Two Convicted in Trade Secrets Case

A former DuPont employee and another defendant were found guilty of conspiring to steal trade secrets for its chloride-route titanium dioxide production technology and sell them to the People's Republic of China, the Justice Department announced.

A case involving purloined trade secrets about E.I. du Pont de Nemours & Company's chloride-route titanium dioxide (TiO2) production technology has reached another stage, with a former employee, another defendant, and a company found guilty of economic espionage, theft of trade secrets, bankruptcy fraud, tax evasion, and obstruction of justice by a San Francisco federal court jury, the U.S. Department of Justice announced.

The individuals intended to sell the information for high sums to the People's Republic of China, U.S. Attorney Melinda Haag and her colleagues announced. The FBI and IRS were involved in the investigation.

The jury found that Walter Lian-Heen Liew (a/k/a Liu Yuanxuan); his company, USA Performance Technology Inc.; and Robert Maegerle conspired to steal trade secrets from DuPont. "The purpose of their conspiracy was to help those companies develop large-scale chloride-route titanium dioxide production capability in the PRC, including a planned 100,000-ton titanium dioxide factory in Chongqing. This case marks the first federal jury conviction on charges brought under the Economic Espionage Act of 1996," according to DOJ's news release.

"Fighting economic espionage and trade secret theft is one of the top priorities of this office, and we will aggressively pursue anyone, anywhere, who attempts to steal valuable information from the United States," Haag said. "As today's verdict demonstrates, foreign governments threaten our economic and national security by engaging in aggressive and determined efforts to steal U.S. intellectual property. I commend the efforts of the women and men of the FBI and the IRS in protecting America's businesses and our national security."

"This is a case about lying, cheating, and stealing," said José M. Martínez, Special Agent in Charge for the IRS Criminal Investigation. "The defendants stole secrets, lied to the bankruptcy court, and cheated the IRS and creditors. In today's economic environment, it's more important than ever that the American people feel confident that everyone is playing by the rules and paying their fair share."

The defendants were charged in February 2012. The trial lasted seven weeks. Liew, 56, of Walnut Creek, Calif., was convicted of conspiracy to commit economic espionage, conspiracy to commit theft of trade secrets, attempted economic espionage, attempted theft of trade secrets, possession of trade secrets, conveying trade secrets, conspiracy to obstruct justice, witness tampering, conspiracy to tamper with evidence, false statements, filing false tax returns, false statements in bankruptcy proceedings, and false oath in bankruptcy proceedings.
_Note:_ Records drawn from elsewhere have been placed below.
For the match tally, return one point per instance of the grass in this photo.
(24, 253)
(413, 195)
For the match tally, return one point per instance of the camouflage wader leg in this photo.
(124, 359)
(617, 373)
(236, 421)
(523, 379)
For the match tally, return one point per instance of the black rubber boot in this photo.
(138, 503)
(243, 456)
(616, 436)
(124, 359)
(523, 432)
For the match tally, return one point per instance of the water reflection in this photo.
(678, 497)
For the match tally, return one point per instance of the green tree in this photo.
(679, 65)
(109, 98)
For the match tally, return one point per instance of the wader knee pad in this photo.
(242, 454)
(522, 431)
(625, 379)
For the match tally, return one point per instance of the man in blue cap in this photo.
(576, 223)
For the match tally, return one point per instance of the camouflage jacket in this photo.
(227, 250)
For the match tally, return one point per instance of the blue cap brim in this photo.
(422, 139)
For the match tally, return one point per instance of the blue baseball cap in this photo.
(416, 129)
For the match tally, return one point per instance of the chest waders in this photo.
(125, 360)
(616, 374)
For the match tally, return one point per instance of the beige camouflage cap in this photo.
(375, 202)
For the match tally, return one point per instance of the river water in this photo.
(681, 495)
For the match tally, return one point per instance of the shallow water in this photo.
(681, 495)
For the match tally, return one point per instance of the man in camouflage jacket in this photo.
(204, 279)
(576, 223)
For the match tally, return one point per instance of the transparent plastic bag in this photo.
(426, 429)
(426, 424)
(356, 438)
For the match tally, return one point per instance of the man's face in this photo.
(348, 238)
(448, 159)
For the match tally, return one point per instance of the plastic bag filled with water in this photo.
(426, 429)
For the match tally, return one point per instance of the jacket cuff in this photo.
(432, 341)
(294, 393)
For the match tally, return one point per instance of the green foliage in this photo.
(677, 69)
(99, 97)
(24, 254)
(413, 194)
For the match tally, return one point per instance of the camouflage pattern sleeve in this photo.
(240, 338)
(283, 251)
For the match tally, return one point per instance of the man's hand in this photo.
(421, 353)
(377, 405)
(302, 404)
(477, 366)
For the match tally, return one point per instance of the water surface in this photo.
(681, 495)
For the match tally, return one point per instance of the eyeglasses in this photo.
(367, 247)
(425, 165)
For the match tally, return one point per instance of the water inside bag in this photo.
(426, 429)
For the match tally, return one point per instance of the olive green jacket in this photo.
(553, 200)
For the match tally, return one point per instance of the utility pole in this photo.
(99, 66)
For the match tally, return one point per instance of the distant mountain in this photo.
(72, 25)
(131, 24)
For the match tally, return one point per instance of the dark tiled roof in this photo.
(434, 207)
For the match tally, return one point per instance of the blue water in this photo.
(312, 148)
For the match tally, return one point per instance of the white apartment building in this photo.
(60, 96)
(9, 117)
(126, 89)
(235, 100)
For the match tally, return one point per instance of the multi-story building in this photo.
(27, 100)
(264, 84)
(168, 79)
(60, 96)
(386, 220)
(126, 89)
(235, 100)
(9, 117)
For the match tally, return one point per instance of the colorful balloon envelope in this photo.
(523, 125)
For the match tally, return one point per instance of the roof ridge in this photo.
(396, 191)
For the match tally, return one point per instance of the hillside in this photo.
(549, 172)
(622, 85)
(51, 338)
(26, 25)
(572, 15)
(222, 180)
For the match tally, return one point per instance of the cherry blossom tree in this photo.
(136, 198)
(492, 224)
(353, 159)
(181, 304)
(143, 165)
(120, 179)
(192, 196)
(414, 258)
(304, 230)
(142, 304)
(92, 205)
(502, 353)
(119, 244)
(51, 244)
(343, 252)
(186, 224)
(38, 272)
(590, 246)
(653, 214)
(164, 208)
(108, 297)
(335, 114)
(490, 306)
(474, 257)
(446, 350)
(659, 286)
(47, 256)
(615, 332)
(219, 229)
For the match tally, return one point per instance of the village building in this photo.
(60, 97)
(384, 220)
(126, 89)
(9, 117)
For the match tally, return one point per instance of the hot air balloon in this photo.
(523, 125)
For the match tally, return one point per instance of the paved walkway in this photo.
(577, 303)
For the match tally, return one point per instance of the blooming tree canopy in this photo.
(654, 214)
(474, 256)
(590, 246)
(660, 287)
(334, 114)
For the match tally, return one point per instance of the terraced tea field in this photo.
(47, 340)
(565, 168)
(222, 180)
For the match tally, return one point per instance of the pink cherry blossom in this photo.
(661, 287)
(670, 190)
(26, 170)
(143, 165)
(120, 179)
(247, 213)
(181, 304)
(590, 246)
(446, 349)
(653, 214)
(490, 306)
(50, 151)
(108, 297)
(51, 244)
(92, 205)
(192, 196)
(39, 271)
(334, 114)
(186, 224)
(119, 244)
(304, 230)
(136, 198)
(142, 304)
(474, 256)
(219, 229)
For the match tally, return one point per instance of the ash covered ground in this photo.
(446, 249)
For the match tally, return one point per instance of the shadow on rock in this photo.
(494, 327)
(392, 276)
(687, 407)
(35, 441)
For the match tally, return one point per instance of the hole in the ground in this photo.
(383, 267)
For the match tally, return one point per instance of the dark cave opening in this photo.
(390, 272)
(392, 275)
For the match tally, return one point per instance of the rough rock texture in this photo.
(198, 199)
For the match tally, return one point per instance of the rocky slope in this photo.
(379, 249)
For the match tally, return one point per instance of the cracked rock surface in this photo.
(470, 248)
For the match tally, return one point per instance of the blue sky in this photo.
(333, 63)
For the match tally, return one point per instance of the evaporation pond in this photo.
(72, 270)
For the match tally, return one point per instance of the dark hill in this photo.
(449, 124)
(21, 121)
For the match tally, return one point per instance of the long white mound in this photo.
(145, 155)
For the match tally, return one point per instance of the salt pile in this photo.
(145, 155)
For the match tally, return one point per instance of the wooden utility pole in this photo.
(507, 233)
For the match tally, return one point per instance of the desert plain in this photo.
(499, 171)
His company was found guilty of conspiracy to commit economic espionage, conspiracy to commit theft of trade secrets, attempted economic espionage, attempted theft of trade secrets, possession of trade secrets, conveying trade secrets, and conspiracy to obstruct justice.

"Liew was aware that DuPont had developed industry-leading TiO2 technology over many years of research and development and assembled a team of former DuPont employees, including Robert Maegerle, to assist him in his efforts to convey DuPont's TiO2 technology to entities in the PRC," according to DOJ. "Liew executed contracts with state-owned entities of the PRC for chloride-route TiO2 projects that relied on the transfer of illegally obtained DuPont technology. Liew, Maegerle, and USAPTI obtained and sold DuPont's TiO2 trade secret to the Pangang Group companies for more than $20 million."

Maegerle, 78, was a DuPont engineer from 1956 to 1991, according to the agency.